Blog Wars Olympics: Top 5 Stables (2002-2012)
by, 07-25-2012 at 11:58 AM (3120 Views)
Welcome to Blog Wars Olympics. This week Tommy Thunder will take on Dr. Death in what should be the most explosive match yet. Here is the list...
Top 5 Stables (2002-2012)
First of all, great to get a chance to do this! Very nice idea that should be a good laugh!
Before I start, my knowledge beyond WWE is a bit sketchy. I have some limited knowledge of TNA, and even less so from other promotions such as ROH and Japanese, Mexican promotions, so you'll excuse me if I stick with what I know! So onto the topic of top 5 stables of the last 10 years.

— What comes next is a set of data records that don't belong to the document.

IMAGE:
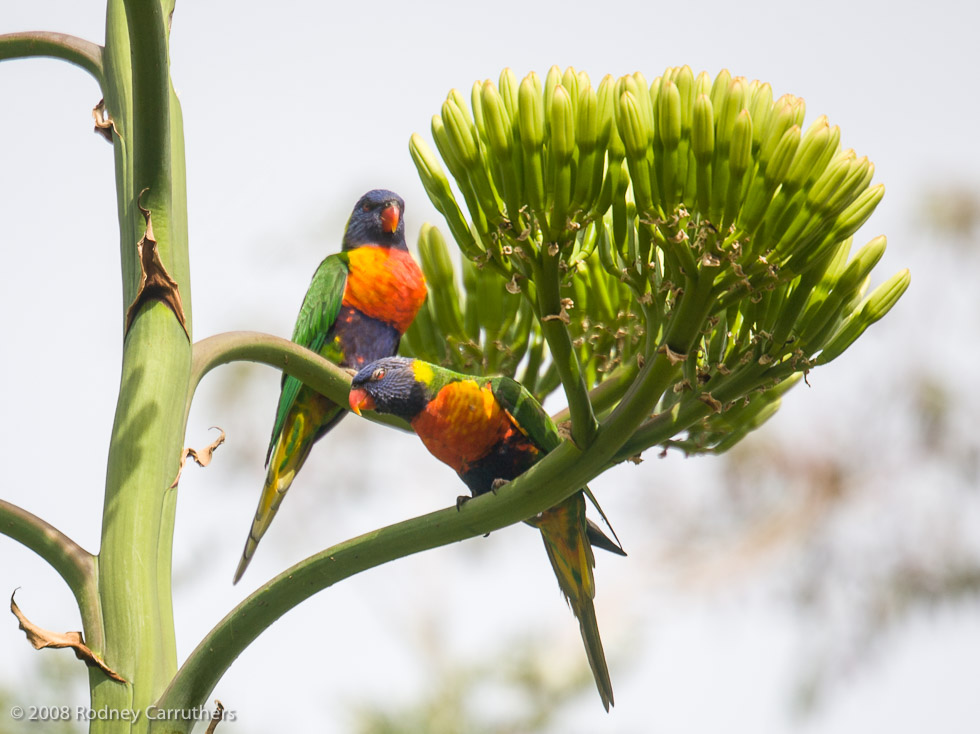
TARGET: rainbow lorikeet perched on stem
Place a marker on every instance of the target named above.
(491, 430)
(359, 304)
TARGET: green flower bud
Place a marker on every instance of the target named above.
(760, 108)
(630, 123)
(740, 155)
(608, 134)
(531, 114)
(669, 118)
(508, 91)
(437, 187)
(462, 135)
(552, 80)
(496, 120)
(873, 308)
(703, 130)
(562, 125)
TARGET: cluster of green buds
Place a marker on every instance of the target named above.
(690, 216)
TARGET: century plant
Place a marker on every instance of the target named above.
(672, 255)
(684, 245)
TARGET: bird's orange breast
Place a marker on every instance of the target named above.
(385, 284)
(462, 423)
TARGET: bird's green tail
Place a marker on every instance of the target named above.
(563, 529)
(304, 425)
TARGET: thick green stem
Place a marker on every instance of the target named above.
(75, 50)
(72, 562)
(563, 472)
(608, 392)
(251, 346)
(563, 355)
(147, 436)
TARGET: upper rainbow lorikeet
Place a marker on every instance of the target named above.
(359, 304)
(490, 429)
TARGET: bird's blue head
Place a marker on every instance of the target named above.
(388, 385)
(377, 219)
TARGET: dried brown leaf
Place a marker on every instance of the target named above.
(202, 457)
(155, 282)
(219, 710)
(41, 638)
(104, 124)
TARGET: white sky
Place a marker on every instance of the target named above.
(291, 111)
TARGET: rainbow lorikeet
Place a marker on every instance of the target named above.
(490, 429)
(359, 304)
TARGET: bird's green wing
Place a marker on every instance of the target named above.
(317, 314)
(527, 411)
(534, 421)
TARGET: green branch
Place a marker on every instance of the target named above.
(557, 476)
(72, 562)
(72, 49)
(550, 311)
(251, 346)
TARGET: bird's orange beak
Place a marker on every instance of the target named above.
(389, 218)
(360, 400)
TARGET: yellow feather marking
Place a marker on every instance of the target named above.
(423, 371)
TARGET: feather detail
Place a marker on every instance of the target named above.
(385, 284)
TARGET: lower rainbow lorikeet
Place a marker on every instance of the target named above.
(359, 304)
(491, 430)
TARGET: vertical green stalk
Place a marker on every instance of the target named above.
(547, 279)
(147, 436)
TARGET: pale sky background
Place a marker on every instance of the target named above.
(291, 111)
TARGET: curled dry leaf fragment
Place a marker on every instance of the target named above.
(41, 638)
(155, 282)
(219, 710)
(104, 124)
(202, 457)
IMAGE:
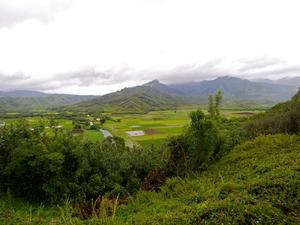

#5: The Straight Edge Society
Not a very successful stable as far as winning titles went, but definitely an influential stable.
Impact of Stable:
To me, the Straight Edge Society made a great impact during their run. Previously, we'd seen Punk using his straight edge lifestyle as a face in ECW, but he managed to flip it to the polar opposite and use the gimmick to generate extreme hate. We saw Punk feuding with the likes of R-Truth, Matt Hardy, before moving on to the critically acclaimed feud with Rey Mysterio where we saw Punk at his best perhaps as a heel. During that feud Punk was brilliant IMO. I sincerely remember him singing happy birthday to Rey's daughter, one of the creepiest things I've ever seen/heard!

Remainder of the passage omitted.